Anyway, Martha Argerich is one of the greatest players of the Prokofiev Third of all time. In 1967, she made a famous recording of it, with Claudio Abbado and the Berlin Philharmonic Orchestra. In Carnegie Hall, she took the stage as she customarily does: appearing a bundle of nerves. She would not look at the audience; she talked to the conductor the entire time. When she sat down to play, she was basically herself—her world-beating self. This Prokofiev Third was basically an Argerich Prokofiev Third. She has played it with greater precision and greater intensity. She has made the climax at the end more of a climax. But this was basically an Argerich Prokofiev Third. Unlike many senior pianists, she is afflicted by no tightness whatsoever. She is fabulously loose at the keyboard. Her hands can do anything. She played with her famous, astonishing fluidity.
Called back many times, she finally played an encore—but with the conductor, Sir Antonio, sitting beside her. They played a duet from Ravel’s Mother Goose.
Conductor and orchestra had begun the concert with a rarity—a rarity drawn from a non- rarity. This was the Sinfonia from Verdi’s Aida. And after intermission, they gave us two Respighi tone poems, representing the orchestra’s home city: Fountains of Rome and Pines of Rome. When it comes to both Verdi and Respighi, the Santa Cecilia Orchestra ought to be to the manner born—and they exhibited essentially that.
Pines of Rome gives you a lot of noise— glorious noise.

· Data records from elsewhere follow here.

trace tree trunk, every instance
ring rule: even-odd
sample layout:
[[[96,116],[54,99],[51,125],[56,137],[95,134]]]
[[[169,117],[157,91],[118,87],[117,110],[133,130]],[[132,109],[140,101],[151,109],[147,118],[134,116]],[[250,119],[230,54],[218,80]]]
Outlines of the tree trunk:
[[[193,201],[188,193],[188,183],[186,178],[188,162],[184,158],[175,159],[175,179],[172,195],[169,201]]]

Announcing an encore, Sir Antonio said (something like), “Maybe we can use some quiet after all that.” The orchestra played Valse triste, by Sibelius. And this leads me to a pet point, and crotchet: you seldom hear short pieces anymore because the fashion in orchestral programs is to have long pieces. Almost never do you hear Valse triste, except as an encore. Other short pieces—and other short masterpieces—are neglected altogether.
As for Sir Antonio Pappano, I think of him as the one that got away. He leads the Royal Opera House at Covent Garden, as well as the Santa Cecilia group. For years, I have wanted him to succeed James Levine at the Metropolitan Opera. It is not to be. But may the Met prosper regardless.